Publié le 05 mars 2023

La publication trimestrielle de l’Observatoire Crédit Logement/CSA permet de faire le point sur ce que fut 2022. Et compte tenu des principaux scénarii macroéconomiques publiés récemment, d’esquisser ce que 2023 va probablement risquer d’apporter. Analyse et prospective de Michel Mouillart Professeur d’Economie, FRICS.

L’année 2022 a été marquée par le renforcement de tous les déséquilibres économiques et financiers nés de la crise sanitaire de 2020 : ralentissement de la croissance, reprise de l’inflation, chute du moral des ménages et inversion de la courbe des taux d’intérêt, notamment. Le rebond de l’activité de 2021 ayant bien souvent masqué la profondeur de ces déséquilibres, la surprise fut grande pour beaucoup lorsqu’avec le déclenchement de la guerre en Ukraine, tous les marchés (dont les marchés immobiliers) se sont (plus ou moins rapidement) grippés.

En ce qui concerne l’économie immobilière, il a d’ailleurs fallu attendre plusieurs mois et le début de l’été bien souvent pour que le constat d’un retournement de la conjoncture ne vienne altérer l’optimisme de ses principaux acteurs. Et pour beaucoup, la crise dans laquelle le marché des crédits immobiliers s’était sérieusement engagé dès l’automne 2021 ne s’est résumée qu’à une remontée des taux des crédits immobiliers. Il est vrai que le recul de l’offre bancaire a pu leur paraître difficile à identifier, alors que les indicateurs statistiques publiés par la Banque de France restituaient l’irréalité d’une situation normale, voire meilleure que normale : par choix de méthode et par construction, et aussi peut-être pour ne pas avoir à remettre en cause des « choix stratégiques », il ne pouvait en être autrement !

Alors que dans les faits, le resserrement de l’offre bancaire voulue par la Banque de France et le ministère des Finances venait à bout du dynamisme des marchés immobiliers : avec des reculs d’activité « vertigineux », inconnus depuis longtemps même lors de la crise économique et financière de 2008 venue des Etats-Unis, comme dans le secteur de la construction de maisons individuelles par exemple (avec une chute de plus de 40 % des ventes dès l’automne, après un printemps plus serein et des baisses de seulement 25 % !).

Une année 2022 de montée des déséquilibres

En décembre, le taux moyen des crédits immobiliers (hors garanties et assurances) était de 2.34 % d’après l’Observatoire Crédit Logement/CSA.

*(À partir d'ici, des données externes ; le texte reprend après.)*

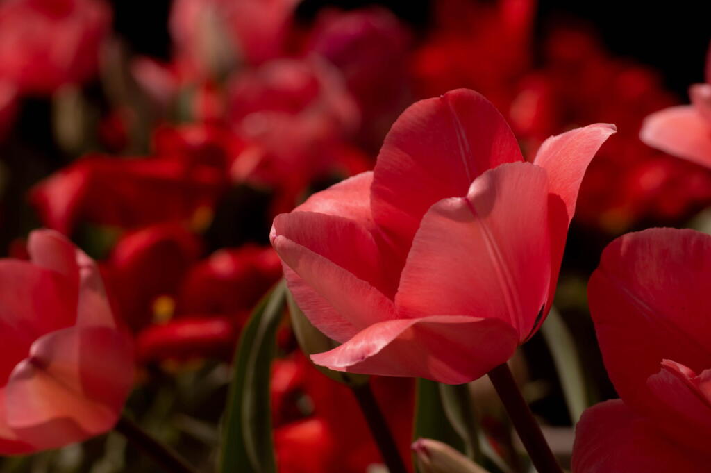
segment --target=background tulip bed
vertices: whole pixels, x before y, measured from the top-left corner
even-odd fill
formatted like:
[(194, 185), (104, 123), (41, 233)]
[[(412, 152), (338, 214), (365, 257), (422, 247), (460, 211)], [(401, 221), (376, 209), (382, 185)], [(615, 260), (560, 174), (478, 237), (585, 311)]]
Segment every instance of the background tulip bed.
[[(36, 260), (28, 235), (46, 228), (97, 262), (132, 340), (124, 416), (196, 471), (376, 473), (351, 389), (369, 383), (407, 468), (426, 436), (491, 472), (527, 471), (486, 378), (454, 388), (315, 367), (304, 351), (331, 347), (288, 297), (269, 245), (277, 215), (373, 168), (407, 107), (466, 87), (501, 111), (528, 159), (551, 135), (617, 127), (582, 182), (555, 308), (510, 361), (568, 467), (583, 410), (616, 397), (586, 296), (603, 248), (650, 226), (711, 229), (711, 171), (639, 139), (646, 117), (703, 82), (701, 7), (671, 7), (670, 22), (697, 28), (674, 26), (667, 46), (683, 51), (660, 58), (649, 50), (661, 41), (639, 46), (651, 28), (625, 42), (636, 33), (592, 7), (532, 0), (149, 3), (0, 0), (0, 250)], [(2, 427), (0, 453), (14, 453)], [(0, 457), (0, 472), (154, 462), (109, 431)]]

Durant toute l‘année, le taux moyen des crédits s’est élevé (1.06 % en décembre 2021). Après une progression très modérée en janvier et en février, le rythme de la hausse s’est accéléré entre février et juin, en réponse au renforcement des incertitudes économiques et monétaires nées du déclenchement de la guerre en Ukraine : et en juin, le taux s’affichait à 1.52 %. L’accentuation des déséquilibres accompagnant toutes ces incertitudes s’est alors traduite par une progression du taux encore plus rapide en juillet : et même si durant le reste de l’été la remontée s’est faite moins rapide, bridée par un taux d’usure faiblement revalorisé pour le 3ème trimestre, en septembre le taux moyen était de 1.90 %. Car face à un taux d’usure trop bas, la prise en compte du coût de l’assurance et des garanties obligatoires à côté des frais de dossier a contraint le niveau des taux des crédits afin de permettre la sortie d’un TAEG acceptable.

Avec la revalorisation significative du taux d’usure intervenue pour le 4ème trimestre, l’augmentation du taux moyen des crédits constatée en octobre a été forte, comme en juillet, pour se poursuivre à un rythme soutenu en novembre : et après un mois de décembre plus calme, l’année 2022 s’est terminée avec un taux à 2.34 % en progression de 128 points de base sur un an. Pour autant, la profitabilité des nouveaux crédits n’a pas réussi à se rétablir. Depuis juillet, le relèvement du principal taux de refinancement de la BCE participe en effet à la dégradation de la marge des établissements de crédit : le relèvement supplémentaire intervenu à la mi-septembre a sensiblement détérioré cette profitabilité, comme d’ailleurs la nouvelle hausse portant le taux de refinancement de la BCE à 2.0 % dès le début du mois de novembre. Ainsi la production nouvelle de crédits dont le dynamisme avait déjà été altéré (affaiblissement de la demande, contraction de l’offre) n’a pu réussi à vraiment rebondir. Et même si son impact sur le niveau des taux et l’activité de prêts des banques a été limité, n’ayant eu à agir qu’à partir du 21 décembre, la dernière augmentation du taux de refinancement de la BCE n’a fait que renforcer les déséquilibres et les contraintes auxquels les prêteurs sont confrontés.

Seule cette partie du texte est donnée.